Namun, tanggapan Israel kurang antusias, karena proposal itu terus menekankan keinginannya untuk menyerang Rafah di Gaza selatan dan mengalahkan Hamas sepenuhnya.
Serangan Hamas ke Israel pada tanggal 7 Oktober menewaskan sekitar 1.400 orang, sementara 250 orang lainnya ditawan ke Gaza. Sekitar 100 tawanan tersebut diyakini masih hidup dan berada di Gaza, sementara yang lainnya telah dibebaskan atau dibunuh selama perang.
Sementara itu, Amerika Serikat masih bungkam. Para pejabat mengatakan bahwa mereka sedang meninjau tanggapan Hamas terhadap proposal gencatan senjata, tetapi tidak memberikan rincian apa pun tentang kesepakatan itu atau apa yang sebenarnya disetujui oleh kelompok Palestina tersebut.
Apa kesepakatan telah disetujui oleh Hamas?
Kesepakatan ini merupakan kesepakatan yang rumit dan akan melibatkan tiga fase, yang masing-masing akan berlangsung selama enam minggu.

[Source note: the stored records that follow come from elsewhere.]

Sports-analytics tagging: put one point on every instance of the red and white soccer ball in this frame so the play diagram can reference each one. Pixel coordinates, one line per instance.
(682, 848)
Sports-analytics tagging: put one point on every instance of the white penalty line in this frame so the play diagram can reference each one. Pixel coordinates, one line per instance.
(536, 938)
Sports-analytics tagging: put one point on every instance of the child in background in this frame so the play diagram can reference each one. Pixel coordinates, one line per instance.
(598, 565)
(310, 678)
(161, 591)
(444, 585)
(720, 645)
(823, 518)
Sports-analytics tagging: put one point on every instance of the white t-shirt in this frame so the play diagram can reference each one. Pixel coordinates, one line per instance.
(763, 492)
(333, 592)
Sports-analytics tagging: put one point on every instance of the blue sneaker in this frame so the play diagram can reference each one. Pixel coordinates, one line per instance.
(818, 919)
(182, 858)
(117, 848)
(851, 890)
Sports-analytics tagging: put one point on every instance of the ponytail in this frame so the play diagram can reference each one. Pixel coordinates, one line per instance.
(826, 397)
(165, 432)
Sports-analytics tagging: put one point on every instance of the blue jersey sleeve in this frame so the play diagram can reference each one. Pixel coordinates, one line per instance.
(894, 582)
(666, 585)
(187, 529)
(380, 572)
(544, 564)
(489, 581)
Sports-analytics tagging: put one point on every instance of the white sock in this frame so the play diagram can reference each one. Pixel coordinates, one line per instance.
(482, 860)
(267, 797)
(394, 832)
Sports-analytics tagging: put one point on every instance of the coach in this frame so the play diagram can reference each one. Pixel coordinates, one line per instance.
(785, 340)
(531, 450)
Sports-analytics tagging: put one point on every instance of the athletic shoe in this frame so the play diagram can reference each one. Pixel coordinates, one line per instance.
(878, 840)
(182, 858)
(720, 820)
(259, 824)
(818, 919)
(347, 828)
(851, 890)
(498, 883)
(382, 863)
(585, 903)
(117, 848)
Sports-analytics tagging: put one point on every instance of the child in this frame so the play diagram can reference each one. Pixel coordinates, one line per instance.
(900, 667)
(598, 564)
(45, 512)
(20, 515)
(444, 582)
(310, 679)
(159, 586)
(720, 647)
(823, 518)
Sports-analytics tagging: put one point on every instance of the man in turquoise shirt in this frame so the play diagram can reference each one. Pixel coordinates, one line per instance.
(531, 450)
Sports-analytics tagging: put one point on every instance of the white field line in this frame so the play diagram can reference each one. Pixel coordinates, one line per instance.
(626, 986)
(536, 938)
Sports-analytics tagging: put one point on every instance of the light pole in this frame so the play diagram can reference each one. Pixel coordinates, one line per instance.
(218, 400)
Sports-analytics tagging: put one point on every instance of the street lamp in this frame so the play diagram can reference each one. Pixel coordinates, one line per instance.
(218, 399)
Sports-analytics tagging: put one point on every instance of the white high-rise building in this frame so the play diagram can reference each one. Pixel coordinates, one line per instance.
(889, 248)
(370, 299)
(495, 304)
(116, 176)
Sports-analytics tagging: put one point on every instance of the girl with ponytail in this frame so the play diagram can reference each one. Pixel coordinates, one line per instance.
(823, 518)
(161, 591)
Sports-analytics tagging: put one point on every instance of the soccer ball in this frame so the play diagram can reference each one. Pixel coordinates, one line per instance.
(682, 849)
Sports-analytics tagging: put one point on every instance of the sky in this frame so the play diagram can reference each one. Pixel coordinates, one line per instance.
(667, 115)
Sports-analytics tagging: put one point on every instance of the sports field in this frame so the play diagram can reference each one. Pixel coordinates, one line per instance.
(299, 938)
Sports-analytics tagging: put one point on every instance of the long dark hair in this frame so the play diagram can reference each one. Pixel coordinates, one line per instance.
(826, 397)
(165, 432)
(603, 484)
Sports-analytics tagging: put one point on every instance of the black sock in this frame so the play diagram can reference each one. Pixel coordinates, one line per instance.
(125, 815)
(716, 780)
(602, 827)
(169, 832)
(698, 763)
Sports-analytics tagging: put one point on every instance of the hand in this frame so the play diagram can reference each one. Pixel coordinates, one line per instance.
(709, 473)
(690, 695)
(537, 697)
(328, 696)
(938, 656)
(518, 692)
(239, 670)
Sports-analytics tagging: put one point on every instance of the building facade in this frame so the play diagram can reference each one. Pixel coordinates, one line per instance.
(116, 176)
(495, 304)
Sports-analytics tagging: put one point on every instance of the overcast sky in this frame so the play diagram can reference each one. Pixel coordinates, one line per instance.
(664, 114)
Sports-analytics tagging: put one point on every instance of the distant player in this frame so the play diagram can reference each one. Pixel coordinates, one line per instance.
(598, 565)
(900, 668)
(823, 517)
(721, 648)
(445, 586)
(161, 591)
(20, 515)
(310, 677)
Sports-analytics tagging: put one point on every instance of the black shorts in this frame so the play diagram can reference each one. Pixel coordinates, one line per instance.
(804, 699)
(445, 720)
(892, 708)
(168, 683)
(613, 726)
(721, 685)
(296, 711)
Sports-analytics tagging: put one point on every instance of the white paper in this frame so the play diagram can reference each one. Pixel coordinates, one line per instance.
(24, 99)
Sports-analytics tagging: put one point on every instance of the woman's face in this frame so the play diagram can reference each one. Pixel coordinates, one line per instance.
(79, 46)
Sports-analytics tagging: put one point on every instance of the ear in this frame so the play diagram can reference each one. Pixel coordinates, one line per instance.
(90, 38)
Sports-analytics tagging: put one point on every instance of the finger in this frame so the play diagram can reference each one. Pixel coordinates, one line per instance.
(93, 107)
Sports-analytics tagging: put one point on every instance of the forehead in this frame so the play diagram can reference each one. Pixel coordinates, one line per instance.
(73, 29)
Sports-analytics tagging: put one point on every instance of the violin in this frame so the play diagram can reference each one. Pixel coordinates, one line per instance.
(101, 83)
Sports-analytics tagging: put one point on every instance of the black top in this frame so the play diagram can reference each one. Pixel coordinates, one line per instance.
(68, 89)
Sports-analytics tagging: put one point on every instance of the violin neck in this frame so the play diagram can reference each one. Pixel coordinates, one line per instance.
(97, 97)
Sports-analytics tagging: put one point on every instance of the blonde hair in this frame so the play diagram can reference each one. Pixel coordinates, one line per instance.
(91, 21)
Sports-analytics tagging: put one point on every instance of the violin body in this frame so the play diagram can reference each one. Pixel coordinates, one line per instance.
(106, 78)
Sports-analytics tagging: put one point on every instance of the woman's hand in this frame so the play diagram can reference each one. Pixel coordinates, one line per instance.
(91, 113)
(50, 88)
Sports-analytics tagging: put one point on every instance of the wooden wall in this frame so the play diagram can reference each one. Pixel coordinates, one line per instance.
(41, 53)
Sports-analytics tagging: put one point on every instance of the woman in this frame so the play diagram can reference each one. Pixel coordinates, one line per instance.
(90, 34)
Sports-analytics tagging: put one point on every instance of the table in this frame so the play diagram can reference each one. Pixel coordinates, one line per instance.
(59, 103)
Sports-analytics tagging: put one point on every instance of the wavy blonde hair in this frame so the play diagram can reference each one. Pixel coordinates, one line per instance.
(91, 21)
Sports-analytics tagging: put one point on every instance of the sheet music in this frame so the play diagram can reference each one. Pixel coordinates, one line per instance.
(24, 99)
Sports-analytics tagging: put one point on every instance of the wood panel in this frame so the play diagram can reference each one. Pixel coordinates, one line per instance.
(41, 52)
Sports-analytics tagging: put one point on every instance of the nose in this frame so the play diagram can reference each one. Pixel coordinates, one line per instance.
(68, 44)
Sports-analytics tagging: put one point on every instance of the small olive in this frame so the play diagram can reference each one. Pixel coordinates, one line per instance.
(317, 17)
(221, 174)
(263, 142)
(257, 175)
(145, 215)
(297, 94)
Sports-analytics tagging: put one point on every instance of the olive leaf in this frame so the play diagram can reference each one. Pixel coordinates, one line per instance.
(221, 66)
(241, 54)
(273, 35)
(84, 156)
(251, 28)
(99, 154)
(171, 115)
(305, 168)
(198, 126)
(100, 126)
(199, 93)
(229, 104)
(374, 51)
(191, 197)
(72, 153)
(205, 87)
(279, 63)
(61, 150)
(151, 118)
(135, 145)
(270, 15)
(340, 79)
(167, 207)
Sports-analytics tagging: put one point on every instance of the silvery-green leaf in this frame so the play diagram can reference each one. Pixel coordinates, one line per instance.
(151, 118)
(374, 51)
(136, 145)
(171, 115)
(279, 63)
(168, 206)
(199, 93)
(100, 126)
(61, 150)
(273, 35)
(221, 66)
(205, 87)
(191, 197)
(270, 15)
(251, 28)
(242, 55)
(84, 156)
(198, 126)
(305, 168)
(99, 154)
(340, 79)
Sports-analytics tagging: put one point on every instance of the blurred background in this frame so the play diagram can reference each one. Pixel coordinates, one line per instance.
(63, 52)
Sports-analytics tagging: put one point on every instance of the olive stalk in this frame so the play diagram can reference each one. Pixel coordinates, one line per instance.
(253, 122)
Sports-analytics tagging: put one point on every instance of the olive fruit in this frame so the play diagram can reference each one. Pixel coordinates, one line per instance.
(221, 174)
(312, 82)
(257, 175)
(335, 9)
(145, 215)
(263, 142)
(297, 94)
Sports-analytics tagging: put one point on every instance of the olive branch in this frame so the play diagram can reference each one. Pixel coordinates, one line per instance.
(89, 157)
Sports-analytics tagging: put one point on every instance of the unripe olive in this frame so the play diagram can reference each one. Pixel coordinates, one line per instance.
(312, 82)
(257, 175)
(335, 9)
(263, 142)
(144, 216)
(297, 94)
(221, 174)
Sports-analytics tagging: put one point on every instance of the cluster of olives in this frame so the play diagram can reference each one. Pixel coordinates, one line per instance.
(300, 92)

Tahap Pertama: Akan ada penghentian sementara permusuhan antara Hamas dan Israel serta penarikan pasukan Israel ke arah timur, menjauh dari wilayah Gaza yang lebih padat penduduknya, dan menuju perbatasan antara Israel dan daerah kantung Palestina. Pesawat-pesawat Israel dan pesawat tak berawak juga akan berhenti terbang di atas Gaza selama 10 jam setiap hari, dan selama 12 jam pada hari-hari ketika para tawanan dibebaskan.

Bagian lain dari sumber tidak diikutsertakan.